With his last few months at Myerscough curtailed by the Covid-19 pandemic, Joe decided to take a year out to work and earn some money before applying for university, where he planned to study physiotherapy. Then he received a message from Danny Byrne, then head coach at British Basketball League side Manchester Giants.
Danny said he'd been following Joe's progress and said he wanted to offer him a place at the Giants. "I said 'sure', not knowing what level he meant," says Joe with a laugh. "When he said 'first team', I just sat there re-reading the message in disbelief. I walked into my mum's room and said 'mum, just read this and make sure I'm getting this right'.
"Being at Giants, I made massive jumps," says Joe. "When you're playing with people who've played at such a high level - players at the top level in the UK and who've played in Europe and at Division One level in the States - it's a brilliant experience. I had to step up and work harder than I ever had done.
"I knew I wasn't coming in to play loads of minutes, it was more of a development year, but the opportunity was one I couldn't turn down," he adds. "And I had to grow up and become a man because I had to match the professionalism of guys with serious CVs, which was a big jump. But it gave me a massive boost in confidence because I kept up with them.
"I thought 'if I keep working harder than everyone else, I'll get to that level if not higher,' and that's what I'm still working towards," continues Joe, who got a job at Sainsbury's to support himself whilst playing. "I only played in four games or so in the BBL, but I scored my first points against London Lions at the Copper Box.

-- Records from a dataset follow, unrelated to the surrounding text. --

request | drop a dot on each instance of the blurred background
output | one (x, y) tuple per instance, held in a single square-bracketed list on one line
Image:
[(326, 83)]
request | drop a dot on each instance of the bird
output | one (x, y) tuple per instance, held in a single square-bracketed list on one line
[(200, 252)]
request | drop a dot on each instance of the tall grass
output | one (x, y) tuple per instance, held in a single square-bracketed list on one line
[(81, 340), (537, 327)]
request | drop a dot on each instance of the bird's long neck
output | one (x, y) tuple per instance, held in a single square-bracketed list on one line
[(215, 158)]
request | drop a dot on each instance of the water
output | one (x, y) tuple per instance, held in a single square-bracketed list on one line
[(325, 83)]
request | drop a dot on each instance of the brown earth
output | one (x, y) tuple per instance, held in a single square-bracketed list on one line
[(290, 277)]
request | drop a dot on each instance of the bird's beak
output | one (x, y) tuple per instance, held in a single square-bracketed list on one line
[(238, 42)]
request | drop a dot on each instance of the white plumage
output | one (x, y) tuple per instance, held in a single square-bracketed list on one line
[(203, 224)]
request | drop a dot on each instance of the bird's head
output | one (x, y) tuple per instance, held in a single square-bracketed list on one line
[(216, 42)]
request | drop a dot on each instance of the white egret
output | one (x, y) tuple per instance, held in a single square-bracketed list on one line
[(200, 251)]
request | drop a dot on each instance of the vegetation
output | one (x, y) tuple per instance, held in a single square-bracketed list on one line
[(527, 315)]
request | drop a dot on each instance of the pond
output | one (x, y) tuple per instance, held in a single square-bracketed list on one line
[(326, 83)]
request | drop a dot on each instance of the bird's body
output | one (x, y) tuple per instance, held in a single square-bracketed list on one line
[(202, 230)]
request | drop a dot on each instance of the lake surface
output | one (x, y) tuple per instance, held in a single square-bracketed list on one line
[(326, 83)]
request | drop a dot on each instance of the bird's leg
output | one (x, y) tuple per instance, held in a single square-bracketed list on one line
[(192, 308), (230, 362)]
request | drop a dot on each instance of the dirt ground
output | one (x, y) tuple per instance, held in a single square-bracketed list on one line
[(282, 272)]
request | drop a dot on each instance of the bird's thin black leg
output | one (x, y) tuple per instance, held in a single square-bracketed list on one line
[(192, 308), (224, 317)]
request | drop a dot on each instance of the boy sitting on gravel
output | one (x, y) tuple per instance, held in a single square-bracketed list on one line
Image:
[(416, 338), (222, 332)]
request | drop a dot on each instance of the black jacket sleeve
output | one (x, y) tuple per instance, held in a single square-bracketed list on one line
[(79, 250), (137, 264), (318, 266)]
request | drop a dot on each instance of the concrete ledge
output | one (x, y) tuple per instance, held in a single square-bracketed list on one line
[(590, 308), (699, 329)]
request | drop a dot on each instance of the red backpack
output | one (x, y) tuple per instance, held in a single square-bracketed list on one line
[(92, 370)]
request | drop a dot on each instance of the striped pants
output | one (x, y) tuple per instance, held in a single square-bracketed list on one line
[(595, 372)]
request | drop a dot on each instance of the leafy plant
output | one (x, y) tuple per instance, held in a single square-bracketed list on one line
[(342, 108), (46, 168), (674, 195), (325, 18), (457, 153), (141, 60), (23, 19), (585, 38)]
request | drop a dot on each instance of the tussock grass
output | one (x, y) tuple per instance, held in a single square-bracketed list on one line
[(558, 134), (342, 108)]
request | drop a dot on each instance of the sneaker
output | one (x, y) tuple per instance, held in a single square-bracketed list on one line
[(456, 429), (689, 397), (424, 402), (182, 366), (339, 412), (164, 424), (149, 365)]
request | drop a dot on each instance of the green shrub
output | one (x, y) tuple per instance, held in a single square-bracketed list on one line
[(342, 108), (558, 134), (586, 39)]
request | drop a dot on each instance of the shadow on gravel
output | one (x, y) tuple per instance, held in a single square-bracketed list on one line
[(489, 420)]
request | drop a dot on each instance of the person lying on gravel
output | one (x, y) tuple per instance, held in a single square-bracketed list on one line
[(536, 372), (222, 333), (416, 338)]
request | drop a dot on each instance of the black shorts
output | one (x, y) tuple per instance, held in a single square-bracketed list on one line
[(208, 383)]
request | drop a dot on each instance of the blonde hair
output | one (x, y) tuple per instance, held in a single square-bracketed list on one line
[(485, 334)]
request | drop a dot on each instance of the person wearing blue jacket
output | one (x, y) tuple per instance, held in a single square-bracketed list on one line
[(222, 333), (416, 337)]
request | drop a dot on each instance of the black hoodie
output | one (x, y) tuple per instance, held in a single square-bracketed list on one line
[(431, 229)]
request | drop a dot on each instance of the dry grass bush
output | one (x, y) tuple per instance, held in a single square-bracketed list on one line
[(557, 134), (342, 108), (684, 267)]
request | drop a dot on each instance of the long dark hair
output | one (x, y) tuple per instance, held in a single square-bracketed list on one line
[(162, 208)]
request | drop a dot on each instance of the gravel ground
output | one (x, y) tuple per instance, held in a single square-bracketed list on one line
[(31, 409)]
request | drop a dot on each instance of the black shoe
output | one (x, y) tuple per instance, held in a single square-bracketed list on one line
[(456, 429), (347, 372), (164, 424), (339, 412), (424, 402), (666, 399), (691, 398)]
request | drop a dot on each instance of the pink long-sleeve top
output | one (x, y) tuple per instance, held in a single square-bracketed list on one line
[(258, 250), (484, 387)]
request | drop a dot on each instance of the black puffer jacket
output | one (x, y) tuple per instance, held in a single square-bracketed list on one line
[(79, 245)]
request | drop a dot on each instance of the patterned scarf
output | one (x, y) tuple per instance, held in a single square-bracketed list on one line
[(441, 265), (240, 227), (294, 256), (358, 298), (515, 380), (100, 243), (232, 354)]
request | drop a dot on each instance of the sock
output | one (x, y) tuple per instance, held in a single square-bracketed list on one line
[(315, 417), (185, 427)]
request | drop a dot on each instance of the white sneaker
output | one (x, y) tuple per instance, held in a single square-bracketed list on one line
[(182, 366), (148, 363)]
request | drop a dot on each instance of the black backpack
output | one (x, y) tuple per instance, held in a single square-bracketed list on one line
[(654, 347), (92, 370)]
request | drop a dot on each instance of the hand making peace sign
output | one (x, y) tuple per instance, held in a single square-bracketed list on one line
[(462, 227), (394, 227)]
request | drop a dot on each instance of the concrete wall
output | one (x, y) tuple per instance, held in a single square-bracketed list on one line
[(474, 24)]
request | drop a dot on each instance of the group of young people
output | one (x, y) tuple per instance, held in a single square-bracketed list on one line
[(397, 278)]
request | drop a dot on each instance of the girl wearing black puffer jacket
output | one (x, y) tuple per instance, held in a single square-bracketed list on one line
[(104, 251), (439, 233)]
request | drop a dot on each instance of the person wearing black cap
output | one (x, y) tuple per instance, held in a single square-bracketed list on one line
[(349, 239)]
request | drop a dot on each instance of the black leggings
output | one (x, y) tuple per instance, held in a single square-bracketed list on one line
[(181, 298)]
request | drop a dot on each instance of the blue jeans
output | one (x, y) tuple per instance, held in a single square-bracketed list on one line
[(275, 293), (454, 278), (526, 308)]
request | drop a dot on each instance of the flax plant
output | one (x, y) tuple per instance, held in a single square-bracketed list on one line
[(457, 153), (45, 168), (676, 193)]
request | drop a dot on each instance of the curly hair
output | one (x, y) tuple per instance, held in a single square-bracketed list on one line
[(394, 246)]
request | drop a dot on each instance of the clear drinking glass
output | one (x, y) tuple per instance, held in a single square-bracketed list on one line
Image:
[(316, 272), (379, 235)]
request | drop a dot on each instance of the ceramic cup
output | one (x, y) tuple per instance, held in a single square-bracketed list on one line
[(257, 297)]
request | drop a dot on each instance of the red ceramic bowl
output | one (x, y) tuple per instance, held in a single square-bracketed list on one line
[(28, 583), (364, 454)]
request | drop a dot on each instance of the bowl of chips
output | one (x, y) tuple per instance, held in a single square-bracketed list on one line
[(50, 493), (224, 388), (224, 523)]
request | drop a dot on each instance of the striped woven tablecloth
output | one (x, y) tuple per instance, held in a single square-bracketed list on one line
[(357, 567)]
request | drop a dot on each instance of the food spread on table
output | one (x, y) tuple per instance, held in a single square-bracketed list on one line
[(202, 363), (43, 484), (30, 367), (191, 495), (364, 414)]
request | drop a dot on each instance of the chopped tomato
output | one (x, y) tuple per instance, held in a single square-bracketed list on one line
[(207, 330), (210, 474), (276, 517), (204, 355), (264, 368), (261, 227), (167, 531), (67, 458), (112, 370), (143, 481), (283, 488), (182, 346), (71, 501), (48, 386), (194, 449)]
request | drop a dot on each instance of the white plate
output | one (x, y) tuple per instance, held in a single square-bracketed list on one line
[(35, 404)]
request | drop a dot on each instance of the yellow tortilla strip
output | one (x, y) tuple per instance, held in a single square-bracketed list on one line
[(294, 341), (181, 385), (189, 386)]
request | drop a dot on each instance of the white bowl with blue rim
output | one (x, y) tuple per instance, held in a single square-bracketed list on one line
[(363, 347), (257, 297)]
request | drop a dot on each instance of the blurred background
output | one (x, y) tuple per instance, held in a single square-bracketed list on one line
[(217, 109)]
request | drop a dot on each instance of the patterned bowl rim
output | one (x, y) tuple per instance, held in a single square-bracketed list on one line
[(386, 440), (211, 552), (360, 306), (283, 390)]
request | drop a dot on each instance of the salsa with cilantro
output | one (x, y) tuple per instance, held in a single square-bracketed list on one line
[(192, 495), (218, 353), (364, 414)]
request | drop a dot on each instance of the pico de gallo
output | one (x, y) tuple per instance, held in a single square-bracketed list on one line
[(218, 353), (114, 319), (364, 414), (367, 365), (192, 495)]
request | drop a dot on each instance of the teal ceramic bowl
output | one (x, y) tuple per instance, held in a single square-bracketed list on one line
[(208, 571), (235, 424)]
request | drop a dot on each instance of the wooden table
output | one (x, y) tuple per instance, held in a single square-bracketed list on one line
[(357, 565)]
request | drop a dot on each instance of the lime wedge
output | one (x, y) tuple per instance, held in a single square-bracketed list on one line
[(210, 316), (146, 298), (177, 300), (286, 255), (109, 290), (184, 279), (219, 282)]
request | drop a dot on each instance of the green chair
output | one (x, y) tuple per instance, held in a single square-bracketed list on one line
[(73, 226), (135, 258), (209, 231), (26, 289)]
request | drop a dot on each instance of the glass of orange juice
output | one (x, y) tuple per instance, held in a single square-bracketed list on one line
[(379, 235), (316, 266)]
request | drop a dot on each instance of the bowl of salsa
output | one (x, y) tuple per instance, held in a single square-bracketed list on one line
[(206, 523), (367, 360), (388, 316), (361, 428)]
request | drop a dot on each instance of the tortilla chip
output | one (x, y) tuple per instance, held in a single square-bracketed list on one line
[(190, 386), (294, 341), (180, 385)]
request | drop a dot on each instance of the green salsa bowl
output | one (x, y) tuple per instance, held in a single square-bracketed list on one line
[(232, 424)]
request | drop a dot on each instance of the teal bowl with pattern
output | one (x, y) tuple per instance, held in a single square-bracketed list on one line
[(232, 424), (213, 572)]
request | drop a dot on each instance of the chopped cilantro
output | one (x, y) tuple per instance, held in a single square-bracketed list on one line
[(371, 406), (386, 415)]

"I'll never forget that: playing against one of the country's biggest teams and becoming Giants' third-youngest points-scorer at 18. I can remember watching the BBL as a kid and saying to my mum 'I want to be there one day'. That's still the aim: to get to that level again."
Turning back to education, Joe was offered the chance to study sports therapy at the University of Central Lancashire (UCLan) and so reached out to his old team, now rebranded as Preston Basketball Club. He spoke to Sam Fitzpatrick, the head coach at Preston, and Craig Wright, the uni team's head coach, and was offered a scholarship.
"It was a no-brainer - I'm in my first year now and I love it," says Joe, with Preston playing in the National Basketball League Division Three North West conference, the fourth tier of basketball in the UK. "From the beginning, we've all said that we weren't just here to have fun, we wanted to win. The work we've put in has been really rewarding, but we're not finished."
Our chat coming to an end, I ask Joe what the UK needs to do to not only produce more Luol Dengs in the future but to cultivate a sporting culture which cares about them, too.
"Basketball has so much potential, but unfortunately everything comes down to money," he answers. "You look at things like cycling in the Olympics, which we do really well at because we put funding into it. It's no mystery: basketball doesn't get the same recognition because we don't do as well at it, but if we invested in it as a sport, it'd repay us in the long-run.
"We need more franchises and people supporting local teams and going to games, which means better players and more growth in the sport which then filters down," he adds. "In the meantime, I'm still chasing my ultimate goal of playing at the highest level I can reach. That's the main motivation for me."